Some Opinions on Tracking Users
Introduction
If you're setting up tracking for a new project, the natural thing to do is follow the instructions from whatever product analytics tool or event hub you're planning to use: Segment / Amplitude / PostHog etc. Each of these will assign a trackingId for you, but I would suggest you take this into your own hands. Let's dive in and see why.
The Standard Solution
The current standard of user identification is basically:
- Generate a GUID Cookie for anonymous visitors
- Track events against this GUID
- On login / account creation. Send an
identify
call sayinguserId == guid
- When performing analysis do it for all GUIDs and UserIds.
This is how Segment, Amplitude or PostHog works.
I'll get it out of the way now, this is definitely the most complete and "correct" solution. The problem in my eyes is that it's also the most complex to implement, analyze and reason about. And sometimes bad things happen.
The complex method of user identification has gained popularity because on paper it provides a more comprehensive view of user behavior across multiple devices and browsers. By merging anonymous IDs with user IDs, anytime we realize that one set of activity is actually coming from a specific user, we can stitch them together. This sounds great.
The Problems
Challenging Analysis:
The core issue is readily apparent from the diagram however. We have 4 different streams. In a data warehouse, this is going to look like 4 different primary keys. In order to do any analysis, we're going to have to union all events from these 4 keys together every time and sort them. In particular because of the changes to how browsers handle cookies, we are going to get lots and lots of tracking_ids per use and at "analytics scale" this can be a non-trivial problem. Over time, trying to select * from events where tracking_id IN (select tracking_id from user_tracking_ids where user_id = 123)
can simply fall over.
While this process generally works well within 3rd party tools, this is because it's really one of their core competencies and they have really optimized to solve it. That's great for them, but the problem is this isn't one of your core competencies. If you want to write all the events to the data warehouse, which I think you should, you're going to have a harder time. Now, do you really need to store raw events in your warehouse? It's your call, but I'd strongly encourage it. Owning your data means you control your destiny and being able to dive into the core of the issue with raw data is often key to solving thorny problems.
Interoperability & Portability The other issue is that this method of user identification is less portable. If you want to switch from Posthog to Amplitude, you're likely going to have to re-identify all your users.
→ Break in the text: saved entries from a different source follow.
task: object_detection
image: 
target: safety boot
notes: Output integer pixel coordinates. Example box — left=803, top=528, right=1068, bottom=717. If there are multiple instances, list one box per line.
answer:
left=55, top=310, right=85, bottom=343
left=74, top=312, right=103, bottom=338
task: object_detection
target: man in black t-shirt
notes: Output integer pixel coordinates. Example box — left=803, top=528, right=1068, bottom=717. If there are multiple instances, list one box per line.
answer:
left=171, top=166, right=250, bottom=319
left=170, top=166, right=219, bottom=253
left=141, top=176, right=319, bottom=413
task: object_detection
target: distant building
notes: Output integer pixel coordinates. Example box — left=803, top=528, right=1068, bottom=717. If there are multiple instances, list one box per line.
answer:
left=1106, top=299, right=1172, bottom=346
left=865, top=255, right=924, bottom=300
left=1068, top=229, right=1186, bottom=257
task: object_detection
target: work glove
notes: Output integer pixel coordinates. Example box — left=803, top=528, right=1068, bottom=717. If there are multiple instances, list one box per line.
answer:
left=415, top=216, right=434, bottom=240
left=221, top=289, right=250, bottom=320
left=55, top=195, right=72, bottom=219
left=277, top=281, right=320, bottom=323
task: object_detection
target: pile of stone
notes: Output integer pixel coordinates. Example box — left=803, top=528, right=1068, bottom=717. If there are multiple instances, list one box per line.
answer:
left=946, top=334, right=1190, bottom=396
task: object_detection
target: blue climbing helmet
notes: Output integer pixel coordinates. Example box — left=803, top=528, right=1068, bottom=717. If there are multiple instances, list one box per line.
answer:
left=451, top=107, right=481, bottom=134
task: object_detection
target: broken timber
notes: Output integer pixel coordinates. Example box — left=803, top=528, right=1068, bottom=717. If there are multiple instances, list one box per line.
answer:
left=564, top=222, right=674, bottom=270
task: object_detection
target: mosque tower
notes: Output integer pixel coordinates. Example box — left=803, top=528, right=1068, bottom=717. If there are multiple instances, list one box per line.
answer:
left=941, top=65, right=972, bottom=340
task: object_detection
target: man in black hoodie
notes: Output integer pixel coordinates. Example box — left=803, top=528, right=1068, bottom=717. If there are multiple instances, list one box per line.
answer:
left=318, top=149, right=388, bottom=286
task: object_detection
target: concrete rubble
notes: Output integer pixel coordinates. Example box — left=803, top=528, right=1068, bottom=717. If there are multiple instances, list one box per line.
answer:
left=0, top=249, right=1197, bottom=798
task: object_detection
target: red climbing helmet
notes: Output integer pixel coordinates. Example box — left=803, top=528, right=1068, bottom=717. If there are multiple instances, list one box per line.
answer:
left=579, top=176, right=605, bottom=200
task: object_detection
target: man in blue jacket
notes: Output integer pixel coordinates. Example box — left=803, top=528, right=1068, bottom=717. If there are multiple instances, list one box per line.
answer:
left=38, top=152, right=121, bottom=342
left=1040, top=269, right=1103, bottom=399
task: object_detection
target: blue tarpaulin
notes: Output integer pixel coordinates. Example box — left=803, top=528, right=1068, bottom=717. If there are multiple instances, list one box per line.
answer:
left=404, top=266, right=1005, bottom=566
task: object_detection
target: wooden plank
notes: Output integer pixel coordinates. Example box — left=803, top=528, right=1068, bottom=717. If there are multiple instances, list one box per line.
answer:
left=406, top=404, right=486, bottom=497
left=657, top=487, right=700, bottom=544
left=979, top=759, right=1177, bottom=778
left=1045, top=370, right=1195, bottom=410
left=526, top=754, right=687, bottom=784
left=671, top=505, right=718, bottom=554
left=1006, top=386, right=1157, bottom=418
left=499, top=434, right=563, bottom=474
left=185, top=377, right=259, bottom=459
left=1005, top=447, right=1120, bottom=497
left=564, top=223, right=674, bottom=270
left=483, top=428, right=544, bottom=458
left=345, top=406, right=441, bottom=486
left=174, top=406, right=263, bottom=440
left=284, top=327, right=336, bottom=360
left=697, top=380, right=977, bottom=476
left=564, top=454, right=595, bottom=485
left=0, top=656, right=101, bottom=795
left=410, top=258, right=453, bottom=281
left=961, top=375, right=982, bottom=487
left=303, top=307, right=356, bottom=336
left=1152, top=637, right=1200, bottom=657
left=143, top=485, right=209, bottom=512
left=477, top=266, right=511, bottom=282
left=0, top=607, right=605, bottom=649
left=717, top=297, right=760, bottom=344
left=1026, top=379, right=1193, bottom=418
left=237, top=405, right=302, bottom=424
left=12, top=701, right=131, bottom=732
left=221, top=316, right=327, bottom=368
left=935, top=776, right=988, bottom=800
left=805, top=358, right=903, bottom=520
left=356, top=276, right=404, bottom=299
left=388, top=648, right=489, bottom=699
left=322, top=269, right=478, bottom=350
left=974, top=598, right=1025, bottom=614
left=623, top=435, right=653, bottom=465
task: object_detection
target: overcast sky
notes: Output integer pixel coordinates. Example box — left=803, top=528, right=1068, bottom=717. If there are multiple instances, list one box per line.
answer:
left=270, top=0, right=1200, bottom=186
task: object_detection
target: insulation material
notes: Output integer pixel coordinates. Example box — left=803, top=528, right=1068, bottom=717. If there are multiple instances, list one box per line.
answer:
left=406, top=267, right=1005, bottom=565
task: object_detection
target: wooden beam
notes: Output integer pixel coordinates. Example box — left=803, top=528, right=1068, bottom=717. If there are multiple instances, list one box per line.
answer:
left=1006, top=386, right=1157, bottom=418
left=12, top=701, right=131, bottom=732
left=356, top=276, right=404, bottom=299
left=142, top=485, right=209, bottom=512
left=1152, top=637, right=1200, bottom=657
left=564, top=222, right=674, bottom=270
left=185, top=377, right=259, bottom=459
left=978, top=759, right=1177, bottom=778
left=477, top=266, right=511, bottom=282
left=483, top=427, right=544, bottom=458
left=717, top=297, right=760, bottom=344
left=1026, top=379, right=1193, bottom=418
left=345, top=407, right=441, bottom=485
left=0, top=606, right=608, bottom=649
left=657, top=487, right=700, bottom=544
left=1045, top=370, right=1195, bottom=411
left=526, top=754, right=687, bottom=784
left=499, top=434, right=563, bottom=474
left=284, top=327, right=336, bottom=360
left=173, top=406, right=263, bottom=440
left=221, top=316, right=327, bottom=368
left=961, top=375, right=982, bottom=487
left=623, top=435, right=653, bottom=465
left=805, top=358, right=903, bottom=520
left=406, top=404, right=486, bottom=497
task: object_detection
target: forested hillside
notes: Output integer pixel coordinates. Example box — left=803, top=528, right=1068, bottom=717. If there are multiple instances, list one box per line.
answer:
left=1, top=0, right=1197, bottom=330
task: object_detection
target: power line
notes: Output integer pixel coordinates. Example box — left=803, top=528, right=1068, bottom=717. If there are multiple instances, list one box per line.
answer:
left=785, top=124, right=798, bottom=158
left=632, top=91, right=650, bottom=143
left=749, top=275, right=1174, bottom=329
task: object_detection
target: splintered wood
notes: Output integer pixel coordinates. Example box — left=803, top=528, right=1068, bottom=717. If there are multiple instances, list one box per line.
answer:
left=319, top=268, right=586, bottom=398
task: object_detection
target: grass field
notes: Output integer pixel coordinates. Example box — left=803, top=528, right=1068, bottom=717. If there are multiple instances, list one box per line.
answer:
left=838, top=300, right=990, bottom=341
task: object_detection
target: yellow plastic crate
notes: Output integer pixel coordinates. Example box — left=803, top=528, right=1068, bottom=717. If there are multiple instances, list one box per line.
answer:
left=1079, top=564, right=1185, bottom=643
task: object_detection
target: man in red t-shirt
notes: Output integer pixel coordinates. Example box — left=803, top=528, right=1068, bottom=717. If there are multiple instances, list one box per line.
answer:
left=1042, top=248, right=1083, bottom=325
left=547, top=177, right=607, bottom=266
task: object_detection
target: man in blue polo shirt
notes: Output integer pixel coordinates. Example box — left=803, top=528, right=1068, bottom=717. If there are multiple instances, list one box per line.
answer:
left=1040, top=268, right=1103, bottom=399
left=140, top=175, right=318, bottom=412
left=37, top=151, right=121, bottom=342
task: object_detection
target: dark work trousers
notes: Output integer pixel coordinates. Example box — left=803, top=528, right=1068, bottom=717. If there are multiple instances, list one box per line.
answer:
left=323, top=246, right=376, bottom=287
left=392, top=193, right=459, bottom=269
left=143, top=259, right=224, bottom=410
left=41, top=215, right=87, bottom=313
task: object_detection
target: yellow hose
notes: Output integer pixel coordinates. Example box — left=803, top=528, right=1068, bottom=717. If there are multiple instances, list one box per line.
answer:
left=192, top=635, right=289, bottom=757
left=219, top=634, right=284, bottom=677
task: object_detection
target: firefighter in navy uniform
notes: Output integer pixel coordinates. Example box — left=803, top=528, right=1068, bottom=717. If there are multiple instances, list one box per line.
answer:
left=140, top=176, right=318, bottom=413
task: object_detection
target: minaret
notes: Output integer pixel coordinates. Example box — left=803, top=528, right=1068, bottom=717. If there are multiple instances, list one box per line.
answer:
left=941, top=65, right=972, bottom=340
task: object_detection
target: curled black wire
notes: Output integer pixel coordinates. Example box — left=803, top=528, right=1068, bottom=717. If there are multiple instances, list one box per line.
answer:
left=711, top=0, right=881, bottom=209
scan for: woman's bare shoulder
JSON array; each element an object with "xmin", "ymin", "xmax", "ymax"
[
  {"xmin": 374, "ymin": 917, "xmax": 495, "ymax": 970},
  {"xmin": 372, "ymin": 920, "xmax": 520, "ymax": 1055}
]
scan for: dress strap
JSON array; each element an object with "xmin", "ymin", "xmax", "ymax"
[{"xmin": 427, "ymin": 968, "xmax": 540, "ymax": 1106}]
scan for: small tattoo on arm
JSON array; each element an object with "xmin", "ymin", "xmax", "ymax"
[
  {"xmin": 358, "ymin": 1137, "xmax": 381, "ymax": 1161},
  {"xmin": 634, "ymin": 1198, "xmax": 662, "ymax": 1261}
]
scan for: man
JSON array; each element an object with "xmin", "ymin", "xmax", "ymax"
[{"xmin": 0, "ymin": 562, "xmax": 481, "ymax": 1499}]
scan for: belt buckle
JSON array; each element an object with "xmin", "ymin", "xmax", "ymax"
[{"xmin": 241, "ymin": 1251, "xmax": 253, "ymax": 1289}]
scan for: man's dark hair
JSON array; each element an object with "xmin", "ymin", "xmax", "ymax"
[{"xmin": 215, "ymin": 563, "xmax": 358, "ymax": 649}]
Similarly if you're looking to move data between systems or describe your data to another system, it's just awkward to not have a single immutable ID for each user. Say you want to build a simple realtime personalization API. You're going to build a kafka listener on your event stream, run some KSQL and save off something like "how many times person X looked at the pricing page". Should this API be responsible for understanding that all 4 GUIDs are actually the same person? That's a lot of work for a simple API.
Bad Merges: Accidental/Incorrect merges are a real thing and can create an amazing amount of confusion. These merge-style systems are greedy. Their whole purpose in life is to join together different streams of the user experience into a unified view. However, a few users share a computer or have multiple accounts and suddenly these systems slurp two users into one and you have a real mess on your hands. Try explaining to everyone why you had 400 users in March last week, but now there are only 396 because your 3rd party analytics system accidentally merged two users. It's not fun.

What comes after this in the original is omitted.